Spanien ist mit großem Abstand der größte europäische Exporteur. Das geht aus einer Studie des International Fund for Animal Welfare (IFAW) für den Zeitraum 2003 bis 2020 hervor.

Der Studie zufolge exportierte Spanien in diesem Zeitraum mindestens 52.000 Tonnen Haiflossen in Länder außerhalb der EU.

Auch Portugal, die Niederlande, Frankreich und Italien exportieren Haiflossen, allerdings in deutlich geringeren Mengen.

Der Großteil der Exporte geht nach Singapur und in die Volksrepublik China; beide Länder kaufen jeweils rund 40 Prozent der Gesamtmenge.

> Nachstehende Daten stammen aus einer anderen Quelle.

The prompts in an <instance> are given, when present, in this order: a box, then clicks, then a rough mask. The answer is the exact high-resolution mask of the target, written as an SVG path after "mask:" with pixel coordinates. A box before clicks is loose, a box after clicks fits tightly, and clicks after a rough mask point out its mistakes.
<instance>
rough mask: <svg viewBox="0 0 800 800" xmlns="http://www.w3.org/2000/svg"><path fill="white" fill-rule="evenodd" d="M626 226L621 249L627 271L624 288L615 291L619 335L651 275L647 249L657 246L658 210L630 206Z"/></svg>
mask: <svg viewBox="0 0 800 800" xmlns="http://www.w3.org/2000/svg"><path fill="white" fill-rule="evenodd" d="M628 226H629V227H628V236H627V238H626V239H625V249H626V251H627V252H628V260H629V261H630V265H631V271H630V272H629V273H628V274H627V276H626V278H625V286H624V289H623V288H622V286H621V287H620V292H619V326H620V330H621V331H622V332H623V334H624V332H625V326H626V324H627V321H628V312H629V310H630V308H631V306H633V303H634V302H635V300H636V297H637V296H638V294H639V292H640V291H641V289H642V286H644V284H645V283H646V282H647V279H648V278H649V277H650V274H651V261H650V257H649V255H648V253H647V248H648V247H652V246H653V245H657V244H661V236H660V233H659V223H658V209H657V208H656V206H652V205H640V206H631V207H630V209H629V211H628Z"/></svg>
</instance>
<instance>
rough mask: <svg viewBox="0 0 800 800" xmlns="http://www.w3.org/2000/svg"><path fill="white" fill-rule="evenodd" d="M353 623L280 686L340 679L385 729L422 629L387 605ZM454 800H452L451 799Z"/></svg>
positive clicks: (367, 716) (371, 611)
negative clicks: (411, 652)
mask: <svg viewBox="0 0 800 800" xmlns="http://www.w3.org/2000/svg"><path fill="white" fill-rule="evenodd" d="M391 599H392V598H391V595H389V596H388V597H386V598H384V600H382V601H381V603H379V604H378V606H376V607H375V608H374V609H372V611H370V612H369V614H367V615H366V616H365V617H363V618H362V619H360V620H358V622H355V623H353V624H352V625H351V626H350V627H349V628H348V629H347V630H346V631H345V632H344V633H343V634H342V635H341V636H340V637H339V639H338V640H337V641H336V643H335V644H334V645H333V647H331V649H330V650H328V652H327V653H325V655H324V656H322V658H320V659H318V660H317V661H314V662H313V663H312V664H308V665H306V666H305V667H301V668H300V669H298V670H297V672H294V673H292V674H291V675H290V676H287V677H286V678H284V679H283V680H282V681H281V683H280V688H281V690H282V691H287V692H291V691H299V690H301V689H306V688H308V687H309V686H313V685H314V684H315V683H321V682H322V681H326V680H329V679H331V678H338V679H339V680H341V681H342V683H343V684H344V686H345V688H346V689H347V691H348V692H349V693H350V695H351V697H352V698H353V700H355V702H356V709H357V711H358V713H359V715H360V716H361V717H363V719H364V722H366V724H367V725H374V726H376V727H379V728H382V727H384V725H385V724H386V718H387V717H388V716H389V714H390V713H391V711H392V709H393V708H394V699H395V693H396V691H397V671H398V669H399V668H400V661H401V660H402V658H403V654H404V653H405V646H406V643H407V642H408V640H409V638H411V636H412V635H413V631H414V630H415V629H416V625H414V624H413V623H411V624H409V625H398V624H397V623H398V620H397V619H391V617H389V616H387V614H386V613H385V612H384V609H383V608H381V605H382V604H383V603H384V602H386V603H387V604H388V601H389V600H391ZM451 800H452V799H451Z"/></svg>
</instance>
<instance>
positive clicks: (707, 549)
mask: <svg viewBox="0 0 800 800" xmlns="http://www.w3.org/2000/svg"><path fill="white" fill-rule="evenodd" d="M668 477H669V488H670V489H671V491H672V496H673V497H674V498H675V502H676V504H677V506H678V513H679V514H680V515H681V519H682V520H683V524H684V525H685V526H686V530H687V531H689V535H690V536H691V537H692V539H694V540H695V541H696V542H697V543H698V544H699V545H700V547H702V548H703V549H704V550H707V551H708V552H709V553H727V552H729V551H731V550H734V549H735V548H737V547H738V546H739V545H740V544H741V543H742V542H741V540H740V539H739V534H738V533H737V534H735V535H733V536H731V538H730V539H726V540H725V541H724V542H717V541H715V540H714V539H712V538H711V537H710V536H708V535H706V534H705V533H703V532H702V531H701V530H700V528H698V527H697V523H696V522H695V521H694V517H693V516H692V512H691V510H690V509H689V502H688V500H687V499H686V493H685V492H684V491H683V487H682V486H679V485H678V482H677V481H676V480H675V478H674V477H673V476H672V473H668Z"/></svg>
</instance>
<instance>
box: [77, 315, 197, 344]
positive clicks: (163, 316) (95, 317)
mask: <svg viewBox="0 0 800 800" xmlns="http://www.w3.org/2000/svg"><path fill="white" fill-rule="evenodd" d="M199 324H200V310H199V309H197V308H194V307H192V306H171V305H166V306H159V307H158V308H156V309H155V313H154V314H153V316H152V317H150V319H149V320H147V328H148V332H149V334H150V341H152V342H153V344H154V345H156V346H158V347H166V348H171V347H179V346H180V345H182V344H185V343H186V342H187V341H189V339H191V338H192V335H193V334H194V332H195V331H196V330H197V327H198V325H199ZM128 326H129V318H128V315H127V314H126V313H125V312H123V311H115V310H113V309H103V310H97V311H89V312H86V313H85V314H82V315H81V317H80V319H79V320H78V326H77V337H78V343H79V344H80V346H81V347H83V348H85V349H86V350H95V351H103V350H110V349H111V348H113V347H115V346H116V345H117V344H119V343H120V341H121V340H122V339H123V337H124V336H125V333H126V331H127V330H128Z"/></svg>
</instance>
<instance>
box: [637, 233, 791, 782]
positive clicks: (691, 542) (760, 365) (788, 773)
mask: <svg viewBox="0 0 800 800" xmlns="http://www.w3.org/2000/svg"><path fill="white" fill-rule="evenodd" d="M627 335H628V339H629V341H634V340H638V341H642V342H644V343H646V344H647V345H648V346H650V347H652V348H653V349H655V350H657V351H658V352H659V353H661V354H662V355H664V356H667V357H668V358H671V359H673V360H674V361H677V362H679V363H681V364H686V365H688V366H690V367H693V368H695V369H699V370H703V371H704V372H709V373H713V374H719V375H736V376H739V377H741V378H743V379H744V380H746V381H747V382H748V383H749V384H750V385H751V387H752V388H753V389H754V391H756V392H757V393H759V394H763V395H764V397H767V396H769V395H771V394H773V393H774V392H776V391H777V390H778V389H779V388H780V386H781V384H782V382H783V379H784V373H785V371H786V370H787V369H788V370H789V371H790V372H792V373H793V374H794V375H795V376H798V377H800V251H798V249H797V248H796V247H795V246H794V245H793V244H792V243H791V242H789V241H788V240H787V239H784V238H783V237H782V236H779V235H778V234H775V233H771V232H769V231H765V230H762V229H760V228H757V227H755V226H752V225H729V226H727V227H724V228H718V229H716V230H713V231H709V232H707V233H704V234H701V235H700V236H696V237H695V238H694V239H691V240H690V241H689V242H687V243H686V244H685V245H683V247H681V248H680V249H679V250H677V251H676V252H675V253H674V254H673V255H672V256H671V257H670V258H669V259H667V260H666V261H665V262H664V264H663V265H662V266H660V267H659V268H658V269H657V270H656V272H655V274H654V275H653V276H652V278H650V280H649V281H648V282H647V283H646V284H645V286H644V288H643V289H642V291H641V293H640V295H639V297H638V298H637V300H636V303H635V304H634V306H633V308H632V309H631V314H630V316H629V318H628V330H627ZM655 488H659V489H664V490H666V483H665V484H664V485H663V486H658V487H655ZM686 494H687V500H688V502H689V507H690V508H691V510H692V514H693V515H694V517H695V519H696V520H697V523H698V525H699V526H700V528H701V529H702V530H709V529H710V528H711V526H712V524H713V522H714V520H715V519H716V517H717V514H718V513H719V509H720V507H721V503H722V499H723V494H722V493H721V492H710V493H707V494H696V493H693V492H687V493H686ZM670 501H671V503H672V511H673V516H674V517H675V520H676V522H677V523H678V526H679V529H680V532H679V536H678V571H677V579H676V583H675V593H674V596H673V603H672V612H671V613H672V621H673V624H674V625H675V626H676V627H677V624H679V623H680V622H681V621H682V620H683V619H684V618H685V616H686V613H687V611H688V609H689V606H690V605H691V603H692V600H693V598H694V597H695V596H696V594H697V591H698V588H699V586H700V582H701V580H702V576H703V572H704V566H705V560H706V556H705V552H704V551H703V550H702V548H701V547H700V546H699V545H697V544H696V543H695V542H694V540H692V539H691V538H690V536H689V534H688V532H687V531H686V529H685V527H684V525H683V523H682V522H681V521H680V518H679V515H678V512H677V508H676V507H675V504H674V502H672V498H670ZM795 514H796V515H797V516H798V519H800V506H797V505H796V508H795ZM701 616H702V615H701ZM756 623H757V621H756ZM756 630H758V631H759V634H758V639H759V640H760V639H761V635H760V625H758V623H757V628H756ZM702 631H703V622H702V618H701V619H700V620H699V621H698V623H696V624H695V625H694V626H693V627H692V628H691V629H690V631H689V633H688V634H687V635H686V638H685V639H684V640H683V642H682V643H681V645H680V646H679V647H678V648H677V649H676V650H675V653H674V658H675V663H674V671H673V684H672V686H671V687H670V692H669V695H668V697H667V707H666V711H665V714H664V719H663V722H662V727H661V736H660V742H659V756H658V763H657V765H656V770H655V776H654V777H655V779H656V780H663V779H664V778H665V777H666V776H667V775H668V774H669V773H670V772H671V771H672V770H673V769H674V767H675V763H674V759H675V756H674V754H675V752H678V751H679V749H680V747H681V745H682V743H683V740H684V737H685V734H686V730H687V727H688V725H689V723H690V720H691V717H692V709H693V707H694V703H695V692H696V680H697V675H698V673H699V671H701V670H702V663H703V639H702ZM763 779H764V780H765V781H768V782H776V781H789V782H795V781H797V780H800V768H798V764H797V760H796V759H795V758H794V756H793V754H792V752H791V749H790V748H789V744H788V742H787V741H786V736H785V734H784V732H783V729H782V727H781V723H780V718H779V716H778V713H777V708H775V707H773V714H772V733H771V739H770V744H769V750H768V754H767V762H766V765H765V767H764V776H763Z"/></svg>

Der Rest entfällt auf Japan (2,5 Prozent), Hongkong (13 Prozent) und Vietnam (ein Prozent).

Wie steht es um den Import?

Es werden auch Haifischflossen in die EU importier, wenn auch in deutlich kleinerem Umfang: rund 20 Tonnen im Wert von 0,3 Millionen Euro.

Grausame Fangmethoden

Der Handel bleibt hoch umstritten, vor allem wegen seiner ökologischen Folgen. Haie sind Prädatoren und spielen eine Schlüsselrolle für stabile Meeresökosysteme. Schon seit Jahren gibt es in Europa Programme, die den Raubfischpopulationen helfen sollen.

Kritik gibt es auch wegen der oft grausamen Fangmethoden: Den Tieren werden bei lebendigem Leib die Flossen abgeschnitten, anschließend werden die Körper ins Meer geworfen, wo sie verbluten.

Die Körper gelten als weniger wertvoll und werden meist entsorgt, während die Flossen unter anderem für Suppen verwendet werden, die in Asien als Delikatesse für zum Teil extrem hohe Preise angeboten werden.

Die Praxis die Tierkörper im Meer zurückzulassen, ist in der EU bereits verboten.

Nach der EU-Regelung "Fins Naturally Attached" müssen Haie mit vollständig am Körper befestigten Flossen an Land gebracht werden.

Die EU prüft zudem, ob sie ein Verbot für die Einfuhr abgetrennter Haiflossen verhängen soll.